General profiles of the differential transcriptomes. (A) Relative distribution of expressed lncRNAs (expressed probes/total probes) derived from each chromosome. (B) Relative chromosomal distribution of significantly up and down-regulated (up or down-regulated probe number/total probes number) lncRNAs. (C) Annotation of genomic context of differentially expressed lncRNAs. Most of the lncRNAs are intergenic, followed by antisense and intronic. No sense overlapping lncRNA is detected. (D) The most enriched terms for differentially expressed mRNAs are displayed here. Enrichment score of the GO equals “− log10 [P-value]”. The listed GO items are categorized into biological process, cellular component or molecular function.

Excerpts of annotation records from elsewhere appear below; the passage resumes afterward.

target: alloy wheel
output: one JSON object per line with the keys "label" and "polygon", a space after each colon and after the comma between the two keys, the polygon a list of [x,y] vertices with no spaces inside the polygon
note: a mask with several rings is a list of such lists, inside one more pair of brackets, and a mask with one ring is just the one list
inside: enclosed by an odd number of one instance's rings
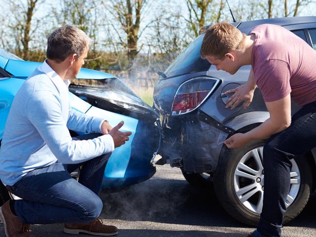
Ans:
{"label": "alloy wheel", "polygon": [[[234,173],[235,193],[240,202],[248,210],[260,214],[262,210],[264,190],[263,165],[263,146],[247,152],[239,161]],[[299,190],[300,174],[297,164],[292,159],[291,182],[286,199],[286,207],[294,201]]]}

The lncRNAs were classified into five major types: intergenic, intronic, bidirectional (or divergent), sense overlapping and antisense lncRNAs. The annotation we used to perform the lncRNA classification came from the homepage of Arraystar Inc. (http://www.arraystar.com). Besides, a large group of small nuclear ribonucleic acids (snRNAs) are known as small nucleolar RNAs (snoRNAs), which play an essential role in RNA biogenesis and guide chemical modifications of ribosomal RNAs, transfer RNAs and snRNAs (Yin et al., Molecular Cell, 2012). We also consider snoRNAs as a minor type of lncRNA in our study (Fig. 1C). The gene ontolog (GO) enrichment analysis provides a controlled vocabulary to describe differentially expressed transcriptomes. We submitted a list of the 518 statistically differentially expressed mRNAs to MAS 3.0 (http://bioinfo.capitalbio.com/mas3/) for GO term enrichment analysis. The Molecular Annotation System 3.0 (MAS 3.0) is an open platform provided by CapitalBio Corporation. We created a new project and performed the GO analysis following the guidelines (Fig. 1D).